Tidak ada lagi malam Liga Champions di San Siro sejak musim 2013/14. Sangat menyedihkan jika melihat fakta bahwa Milan (7) merupakan tim dengan gelar Liga Champions terbanyak kedua di bawah Real Madrid (13). Milan juga tidak mampu bersaing di kompetisi domestik. Juventus masih sangat dominan dengan raihan sembilan gelar beruntun.

Harapan mulai muncul usai pindah tangan kepemilikan klub pada tahun 2018 lalu. Perlahan Milan mulai menata masa depannya meski mereka belum mampu memperlihatkan peningkatan yang signifikan di atas lapangan hijau. Performa Milan mulai membaik usai pergantian pelatih di tengah musim lalu dan kedatangan pemain legendaris untuk periode kedua berseragam merah hitam Milan.

Perubahan Dimulai dari Atas

Perusahaan manajemen investasi asal Amerika, Elliott Management Corporation mengambil alih kepemilikan Milan dari pebisnis Cina, Li Yonghong. Elliott membenahi keuangan Milan yang bermasalah dan sempat melanggar aturan Financial Fair Play (FFP). Uang sebesar €50 juta digelontorkan perusahaan yang dimiliki oleh Paul Singer itu untuk memperbaiki kondisi finansial klub.

Elliot juga membongkar jajaran direksi Milan. Salah satu yang paling mencolok adalah penunjukkan Ivan Gazidis sebagai CEO. Sebelumnya, pria berkebangsaan Afrika Selatan itu memegang jabatan serupa di Arsenal selama 10 tahun.

Perubahan krusial di luar lapangan lainnya adalah masuknya legenda klub Paolo Maldini. Pria dengan 126 penampilan bersama Timnas Italia itu semula menjabat sebagai direktur strategi dan pengembangan olahraga, menemani Leonardo sebagai direktur teknik. Pada Juni 2019, Maldini mengisi posisi Leonardo yang pindah ke PSG.

Maldini memilih jalan yang berbeda dari rekan setimnya pada generasi emas Milan seperti Andrea Pirlo, Gennaro Gattuso, Andriy Shevchenko, dan Alessandro Nesta. Keputusannya tak lepas dari rasa cinta pada satu-satunya klub yang pernah ia bela itu. Jabatan ini membuat ia memiliki pengaruh terhadap Milan baik di dalam dan luar lapangan.

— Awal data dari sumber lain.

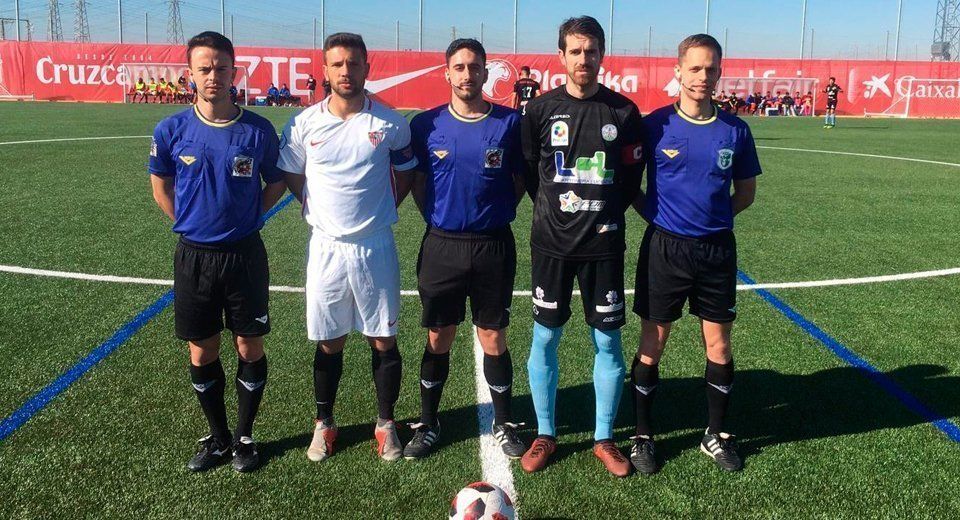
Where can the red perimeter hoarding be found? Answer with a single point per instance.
(97, 72)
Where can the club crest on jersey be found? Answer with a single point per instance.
(724, 158)
(242, 166)
(493, 158)
(570, 202)
(376, 137)
(559, 134)
(585, 170)
(608, 132)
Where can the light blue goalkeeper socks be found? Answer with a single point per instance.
(543, 370)
(608, 373)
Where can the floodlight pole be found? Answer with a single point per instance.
(896, 45)
(515, 7)
(610, 40)
(803, 27)
(119, 21)
(706, 20)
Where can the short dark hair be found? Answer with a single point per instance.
(212, 39)
(469, 44)
(699, 40)
(346, 40)
(585, 25)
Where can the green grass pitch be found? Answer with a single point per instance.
(821, 440)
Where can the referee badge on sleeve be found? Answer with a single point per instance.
(724, 158)
(493, 158)
(242, 166)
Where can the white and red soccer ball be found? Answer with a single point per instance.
(481, 501)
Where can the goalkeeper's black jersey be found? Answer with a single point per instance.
(585, 155)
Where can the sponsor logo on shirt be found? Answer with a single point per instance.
(243, 166)
(376, 137)
(493, 158)
(570, 202)
(585, 170)
(608, 132)
(724, 158)
(538, 295)
(559, 134)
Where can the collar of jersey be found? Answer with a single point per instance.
(685, 117)
(216, 125)
(458, 117)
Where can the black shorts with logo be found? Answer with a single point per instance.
(455, 266)
(213, 281)
(601, 289)
(674, 268)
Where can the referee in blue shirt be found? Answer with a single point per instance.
(468, 189)
(693, 152)
(206, 166)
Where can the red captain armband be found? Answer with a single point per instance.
(632, 154)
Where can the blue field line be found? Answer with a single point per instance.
(850, 357)
(42, 398)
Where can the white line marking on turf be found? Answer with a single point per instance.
(496, 465)
(832, 152)
(288, 289)
(69, 139)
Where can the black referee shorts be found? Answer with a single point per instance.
(213, 281)
(455, 266)
(673, 269)
(601, 288)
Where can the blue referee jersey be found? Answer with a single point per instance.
(217, 169)
(469, 166)
(690, 166)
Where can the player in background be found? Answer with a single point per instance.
(694, 153)
(832, 90)
(206, 166)
(583, 146)
(524, 89)
(471, 178)
(338, 156)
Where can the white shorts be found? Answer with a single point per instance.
(352, 286)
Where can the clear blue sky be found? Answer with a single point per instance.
(754, 28)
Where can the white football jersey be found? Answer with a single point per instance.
(349, 190)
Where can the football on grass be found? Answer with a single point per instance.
(481, 501)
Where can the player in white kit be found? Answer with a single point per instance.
(338, 156)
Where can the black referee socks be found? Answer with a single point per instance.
(251, 381)
(208, 383)
(498, 371)
(719, 385)
(387, 370)
(434, 369)
(645, 379)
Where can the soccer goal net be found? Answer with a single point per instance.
(170, 72)
(920, 97)
(804, 91)
(5, 94)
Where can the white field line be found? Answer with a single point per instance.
(288, 289)
(495, 465)
(832, 152)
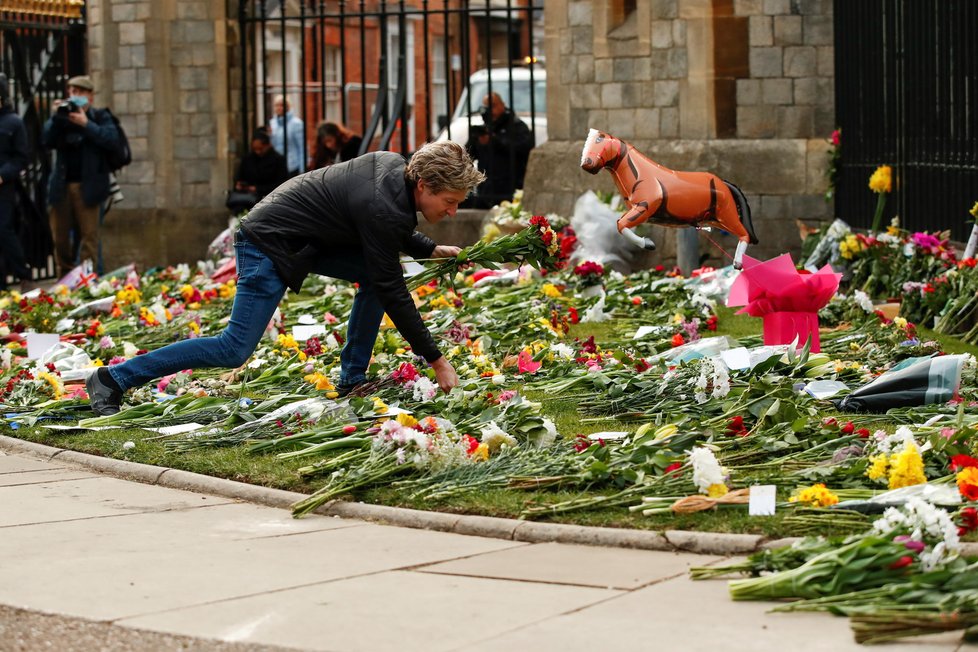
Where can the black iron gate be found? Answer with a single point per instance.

“Direktur teknik memiliki dua peran. Saya bekerja di kantor. Bursa transfer terbuka sepanjang tahun. Anda bertemu dengan agen dan orang yang bekerja di dunia ini (transfer). Lalu ada peran yang berhubungan dengan sepakbola. Anda datang ke pertandingan. Kami memiliki hubungan dekat dengan tim. Lalu Anda pergi ke pertandingan,” ujar Maldini menjelaskan tugasnya di Milan.

Tim pemandu bakat juga tidak lepas dari perubahan di Milan. Gazidis ingin memperbaiki proses transfer mulai dari proses pencarian pemain. Geoffrey Moncada ditunjuk sebagai kepala pemandu bakat Milan setelah sebelumnya bekerja enam tahun untuk AS Monaco. Moncada terbukti sukses menemukan berbagai bakat yang akhirnya dipoles oleh Monaco, termasuk Kylian Mbappe.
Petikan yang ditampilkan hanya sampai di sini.